Pour les autres, les antisémites des années 1920/1930 devenus ensuite des grandes figures de la Résistance, Simon Epstein précise que : « Leur poids dans la Résistance, dépasse largement celui des anciens de la SFIO et du parti radical, les deux autres composantes du Front populaire de 1936. Leur poids s’accroît encore si l’on se place avant le 22 juin 1941 » page 391.

Simon Epstein cite pêle-mêle ces résistants de la première heure que furent : Georges Loustaunau-Lacau ancien cagoulard et son bras droit Marie-Madeleine Fourcade à la cagoule et dans la Résistance ; Georges Groussard ancien cagoulard ; Paul Dungler camelot du Roi ; Paul Armbuster journaliste à l’Action française ; Le colonel Rémy d’Action française ; Louis de la Bardonnie, d’Action française ; Maurice Dutheil de La Rochère maurrassien ; Claude Arnould, catholique de tradition ; Hélie de Saint Marc, dont le père était d’Action française, et qui reviendra par miracle de Mathausen ; Henri Martin, cagoulard d’envergure ; Aristide Corre Camelot du Roi et cagoulard ; André Brouillard dit Pierre Nord, de droite et conservateur ; le colonel Raymond du Jonchay d’Action française ; Henri Romans-Petit, originaire d’un milieu royaliste, etc, etc, sans compter des dizaines et des dizaines d’autres de même obédience énumérés par Simon Epstein.
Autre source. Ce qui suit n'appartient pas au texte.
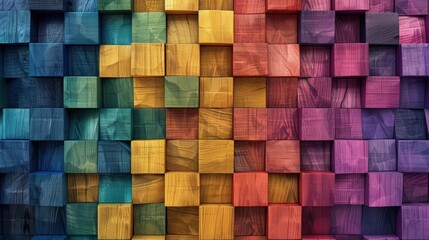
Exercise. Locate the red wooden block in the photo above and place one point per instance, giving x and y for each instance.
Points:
(182, 123)
(250, 59)
(282, 123)
(250, 124)
(249, 28)
(282, 156)
(250, 189)
(284, 221)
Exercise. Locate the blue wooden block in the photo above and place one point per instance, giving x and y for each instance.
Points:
(15, 26)
(114, 157)
(48, 124)
(47, 59)
(14, 189)
(50, 220)
(115, 188)
(116, 29)
(16, 123)
(48, 189)
(81, 28)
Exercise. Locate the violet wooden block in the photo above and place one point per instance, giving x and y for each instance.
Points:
(349, 189)
(348, 123)
(317, 27)
(381, 92)
(350, 60)
(316, 124)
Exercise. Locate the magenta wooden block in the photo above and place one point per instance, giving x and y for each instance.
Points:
(350, 60)
(350, 156)
(381, 92)
(349, 189)
(348, 123)
(316, 124)
(415, 188)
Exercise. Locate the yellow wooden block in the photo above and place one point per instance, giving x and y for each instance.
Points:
(148, 188)
(216, 222)
(182, 189)
(115, 61)
(115, 221)
(183, 59)
(149, 92)
(216, 92)
(147, 59)
(216, 156)
(215, 123)
(250, 92)
(216, 27)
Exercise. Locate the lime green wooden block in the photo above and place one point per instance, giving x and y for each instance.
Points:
(82, 92)
(149, 27)
(80, 156)
(181, 91)
(149, 219)
(118, 93)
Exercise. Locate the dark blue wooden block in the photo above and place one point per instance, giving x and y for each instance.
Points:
(81, 28)
(14, 189)
(47, 59)
(410, 124)
(48, 189)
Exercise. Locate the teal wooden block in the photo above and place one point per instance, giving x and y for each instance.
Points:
(149, 123)
(149, 27)
(115, 188)
(81, 218)
(118, 93)
(16, 123)
(181, 91)
(82, 92)
(80, 156)
(149, 219)
(116, 124)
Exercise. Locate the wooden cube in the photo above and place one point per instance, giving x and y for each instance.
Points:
(148, 156)
(182, 189)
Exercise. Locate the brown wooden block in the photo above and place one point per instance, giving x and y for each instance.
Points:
(82, 187)
(216, 222)
(216, 188)
(215, 123)
(182, 189)
(283, 188)
(182, 155)
(115, 221)
(148, 188)
(216, 92)
(249, 92)
(115, 61)
(182, 29)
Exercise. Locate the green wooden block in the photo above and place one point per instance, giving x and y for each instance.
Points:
(118, 93)
(82, 92)
(116, 124)
(149, 123)
(181, 91)
(149, 27)
(81, 218)
(80, 156)
(149, 219)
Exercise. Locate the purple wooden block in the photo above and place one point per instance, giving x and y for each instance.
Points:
(350, 156)
(317, 27)
(383, 189)
(381, 155)
(349, 189)
(415, 187)
(412, 221)
(413, 156)
(348, 123)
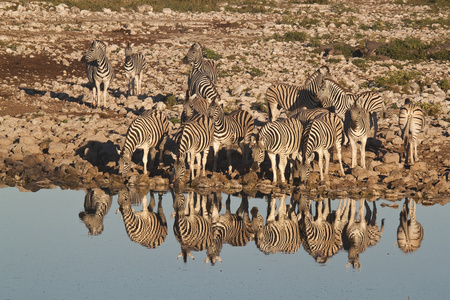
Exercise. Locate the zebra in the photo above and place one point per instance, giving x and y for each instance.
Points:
(135, 64)
(234, 128)
(411, 122)
(282, 138)
(357, 125)
(361, 233)
(305, 115)
(322, 238)
(334, 97)
(192, 229)
(281, 233)
(374, 104)
(409, 231)
(146, 228)
(101, 72)
(193, 105)
(319, 136)
(203, 76)
(201, 64)
(193, 138)
(291, 97)
(96, 205)
(146, 132)
(234, 229)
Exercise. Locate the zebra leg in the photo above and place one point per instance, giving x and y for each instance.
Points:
(363, 152)
(354, 150)
(273, 161)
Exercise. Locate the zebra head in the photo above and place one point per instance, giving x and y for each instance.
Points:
(194, 55)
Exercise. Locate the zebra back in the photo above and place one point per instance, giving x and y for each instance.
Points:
(146, 228)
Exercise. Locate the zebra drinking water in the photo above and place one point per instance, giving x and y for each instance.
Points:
(135, 64)
(100, 72)
(146, 132)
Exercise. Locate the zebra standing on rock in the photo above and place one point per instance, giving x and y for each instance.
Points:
(319, 136)
(235, 128)
(282, 138)
(100, 71)
(146, 132)
(192, 228)
(357, 126)
(291, 97)
(203, 76)
(373, 103)
(135, 64)
(146, 228)
(193, 138)
(411, 123)
(281, 233)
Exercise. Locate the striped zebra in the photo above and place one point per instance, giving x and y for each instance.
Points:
(203, 76)
(96, 205)
(357, 126)
(235, 128)
(319, 136)
(100, 72)
(306, 115)
(335, 98)
(322, 238)
(135, 64)
(361, 233)
(193, 105)
(193, 138)
(282, 138)
(290, 97)
(200, 64)
(374, 104)
(411, 122)
(409, 231)
(146, 132)
(234, 229)
(146, 227)
(192, 226)
(281, 232)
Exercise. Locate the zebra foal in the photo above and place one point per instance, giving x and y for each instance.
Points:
(146, 132)
(320, 135)
(99, 71)
(357, 125)
(290, 97)
(235, 128)
(135, 64)
(282, 138)
(411, 122)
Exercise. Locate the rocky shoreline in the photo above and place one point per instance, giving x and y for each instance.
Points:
(51, 136)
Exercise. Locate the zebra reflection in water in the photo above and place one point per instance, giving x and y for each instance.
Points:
(146, 228)
(281, 232)
(362, 232)
(192, 227)
(97, 203)
(234, 229)
(322, 235)
(409, 232)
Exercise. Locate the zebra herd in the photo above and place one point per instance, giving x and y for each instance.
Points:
(320, 116)
(199, 225)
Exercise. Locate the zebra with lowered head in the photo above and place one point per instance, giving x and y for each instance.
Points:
(290, 97)
(235, 128)
(101, 71)
(135, 64)
(320, 136)
(357, 125)
(283, 138)
(146, 132)
(411, 122)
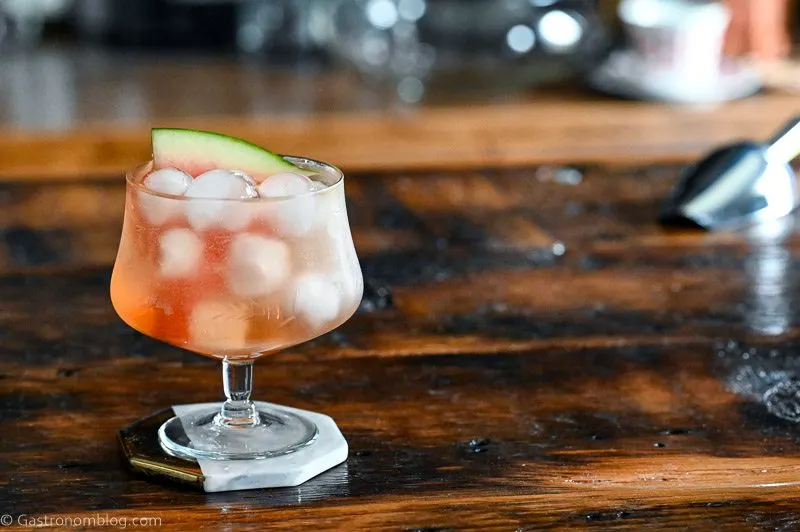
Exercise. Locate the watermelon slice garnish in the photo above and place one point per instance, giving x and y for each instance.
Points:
(196, 152)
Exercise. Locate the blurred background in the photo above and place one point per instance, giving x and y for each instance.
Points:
(68, 60)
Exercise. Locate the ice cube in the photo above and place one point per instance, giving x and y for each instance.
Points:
(316, 300)
(219, 325)
(290, 217)
(209, 210)
(180, 253)
(159, 210)
(257, 265)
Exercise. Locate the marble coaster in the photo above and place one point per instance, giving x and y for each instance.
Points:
(139, 443)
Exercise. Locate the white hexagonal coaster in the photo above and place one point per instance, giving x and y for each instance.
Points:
(329, 450)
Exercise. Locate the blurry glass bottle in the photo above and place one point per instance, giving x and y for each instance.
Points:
(205, 24)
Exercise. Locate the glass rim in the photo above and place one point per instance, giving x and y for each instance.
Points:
(329, 168)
L’historien Jean Paul Cointet a pu écrire parlant de l’entourage de de Gaulle en juillet 1940 : « On y rencontre alors en majorité, des patriotes de droite, germanophobes mais antiparlementaires, séduits par les régimes autoritaires, parfois antisémites, plusieurs sont d’anciens cagoulards… » In Jean Paul Cointet, La France Libre, PUF, 1975, page 12. N’oublions pas par exemple que Daniel Cordier, le secrétaire de Jean Moulin a été membre des camelots du Roi et s’est engagé dans la France Libre dès juin 1940. Il avait fondé à Bordeaux, le cercle Charles Maurras, souhaitant même au début de la guerre que Léon Blum soit fusillé.

Comme journaux socialistes de la collaboration, on peut encore citer, L’Effort, crée en août 1940 par Paul Rives et Charles Spinasse, qui fut député et ministre de la SFIO, ou encore Le Rouge et le Bleu, fondé en 1941 à Paris par le même Charles Spinasse, tous ces socialistes, tous ces radicaux-socialistes votèrent comme un seul homme l’attribution des pleins pouvoirs à Philippe Pétain.

Madame Borne, arrêtez donc d’asséner des contre-vérités absolues et apprenez l’Histoire de France s’il vous plait avant de parler, ou taisez-vous.